Just a little footage you might enjoy as much as I did- a gopher snake in action-  https://www.youtube.com/watch?v=ffa3VJWtI1M

Wild rodents such as pack-rats do SO much damage to vehicles & other property (as shown briefly at the beginning of this video).

----------

_Homebody_ (11-25-2022),Malum Argenteum (11-25-2022)

----------


## Malum Argenteum

That's a pretty big rodent!

We have rats here, Norway rats I assume, but I've only ever seen one (in our barn).  Mice are a big problem.  I did have some car damage from one a couple years ago in an unattached garage -- made a nest in the air filter, and only wrecked the filter but if I hadn't found it the engine would have taken in a bunch of debris.  

Relatedly, it is great fun to watch hawks and owls (barred owls; they hunt during the day) catch rodents and rabbits in the yard.  Rabbits and especially squirrels are hard on human stuff, too.

Neat video.  :Smile:

----------


## Bogertophis

I used to keep both bull & gopher snakes- & admired the wild gopher snakes where I lived, also.  They're impressive snakes, for sure- very strong & feisty constrictors, & active diurnal hunters.  

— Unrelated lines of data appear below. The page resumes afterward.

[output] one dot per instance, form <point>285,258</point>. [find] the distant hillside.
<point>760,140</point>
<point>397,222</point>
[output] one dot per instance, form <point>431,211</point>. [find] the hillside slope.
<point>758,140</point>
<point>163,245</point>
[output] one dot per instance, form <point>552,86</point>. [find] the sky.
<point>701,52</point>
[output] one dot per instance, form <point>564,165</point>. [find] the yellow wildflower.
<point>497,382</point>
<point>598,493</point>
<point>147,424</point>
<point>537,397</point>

 They'll consume small rabbits too:  on occasion they've been observed to kill a rabbit that was much larger than they could swallow.  Oops-  :Embarassed:   (happened at my sister's ranch, years back)  They're also not above stealing chicken eggs.  But hunting out in the open & by day, they too have to worry about being the hunted one- by hawks & owls.

----------

Malum Argenteum (11-25-2022)

----------


## Bogertophis

I should add that humans are a HUGE threat to wild gopher snakes- many claim they killed a "rattlesnake".   :Tears:   Gopher, bull & pine snakes are all very good at vibrating their tails, & in dry brush the sound is reminiscent of a rattlesnake, but they look NOTHING like them.   :Roll Eyes (Sarcastic):   Too many people just look for an excuse to kill snakes.   :Sad:

----------